Session: Transfer Learning With BERT: Building a Text Classification Model
The domain of Natural Language Processing have seen a tremendous amount of research and innovation in the past couple of years to tackle the problem of implementing high quality machine learning and AI solutions using natural text. Text Classification is one such area that is extremely important in all sectors like finance, media, product development, etc. Building up a text classification system from scratch for every use case can be challenging in terms of cost as well as resources, considering there is a good amount of dataset to begin training with.
Here comes the concept of transfer learning. Using some of the models that has been pre-trained on terabytes of data and fine-tuning it based on the problem at hand is the new way to efficiently implement machine learning solutions without spending months on data cleaning pipeline.

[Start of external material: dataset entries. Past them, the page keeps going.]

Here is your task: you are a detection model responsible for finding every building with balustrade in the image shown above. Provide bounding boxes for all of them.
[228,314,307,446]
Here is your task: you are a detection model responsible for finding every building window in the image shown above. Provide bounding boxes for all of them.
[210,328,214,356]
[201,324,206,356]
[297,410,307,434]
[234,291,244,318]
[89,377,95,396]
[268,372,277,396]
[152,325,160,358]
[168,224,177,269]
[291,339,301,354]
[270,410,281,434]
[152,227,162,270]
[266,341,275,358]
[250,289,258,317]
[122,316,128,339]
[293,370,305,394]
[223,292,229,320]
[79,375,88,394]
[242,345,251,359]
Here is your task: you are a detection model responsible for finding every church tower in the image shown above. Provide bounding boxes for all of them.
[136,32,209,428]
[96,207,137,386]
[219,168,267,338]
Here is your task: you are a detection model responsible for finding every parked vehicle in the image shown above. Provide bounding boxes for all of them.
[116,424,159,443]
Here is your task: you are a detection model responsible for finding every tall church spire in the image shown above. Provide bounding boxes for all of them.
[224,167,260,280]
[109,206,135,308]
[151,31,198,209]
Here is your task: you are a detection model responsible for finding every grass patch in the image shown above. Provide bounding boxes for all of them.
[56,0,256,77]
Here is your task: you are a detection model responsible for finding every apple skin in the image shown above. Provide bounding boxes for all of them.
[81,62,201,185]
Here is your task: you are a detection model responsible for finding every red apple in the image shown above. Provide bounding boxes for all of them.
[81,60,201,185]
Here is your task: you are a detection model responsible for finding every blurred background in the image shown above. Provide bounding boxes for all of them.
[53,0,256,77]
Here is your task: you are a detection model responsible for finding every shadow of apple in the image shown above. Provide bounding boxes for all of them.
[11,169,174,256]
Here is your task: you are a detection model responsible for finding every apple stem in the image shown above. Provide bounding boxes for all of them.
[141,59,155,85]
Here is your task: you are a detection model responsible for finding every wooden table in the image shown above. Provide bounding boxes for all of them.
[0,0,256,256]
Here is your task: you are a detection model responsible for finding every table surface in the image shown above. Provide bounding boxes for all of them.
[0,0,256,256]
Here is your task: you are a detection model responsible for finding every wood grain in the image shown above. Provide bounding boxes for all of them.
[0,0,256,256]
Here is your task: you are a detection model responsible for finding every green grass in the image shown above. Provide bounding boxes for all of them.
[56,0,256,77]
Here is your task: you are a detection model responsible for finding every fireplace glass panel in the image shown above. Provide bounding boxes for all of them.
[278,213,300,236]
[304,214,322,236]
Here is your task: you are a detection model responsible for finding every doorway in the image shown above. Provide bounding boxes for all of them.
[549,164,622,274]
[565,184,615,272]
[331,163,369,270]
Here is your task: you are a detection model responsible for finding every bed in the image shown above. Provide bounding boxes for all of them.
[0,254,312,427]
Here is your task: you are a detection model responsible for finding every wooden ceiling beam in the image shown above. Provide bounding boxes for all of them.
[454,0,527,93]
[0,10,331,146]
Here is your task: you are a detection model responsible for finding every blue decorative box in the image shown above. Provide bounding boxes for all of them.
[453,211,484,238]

This talk with highlight ways of implementing the newly launched BERT and fine tuning the base model to build an efficient text classifying model. Basic understanding of python is desirable. Code can be made available via Github for everyone to examine after the talk.
Bio: Jayeeta Putatunda
Jayeeta is a Data Scientist with a specialization in Natural Language Processing and have a Masters in Quantitative Methods and Modeling. Jayeeta is passionate about exploring new concepts in the data science domain and firmly believes that data is the best story teller. Currently, she is working on machine learning and big data projects at Indellient Inc., a leading software development and IT professional services company working with Fortune 100 companies. Prior to this, she worked as a research analyst at Deloitte. Jayeeta is passionate about her work and is actively engaged with some amazing organizations to promote and inspire more women to take up STEM. Jayeeta lives in New York, loves to cook and spends her summers hiking and exploring the city with her husband.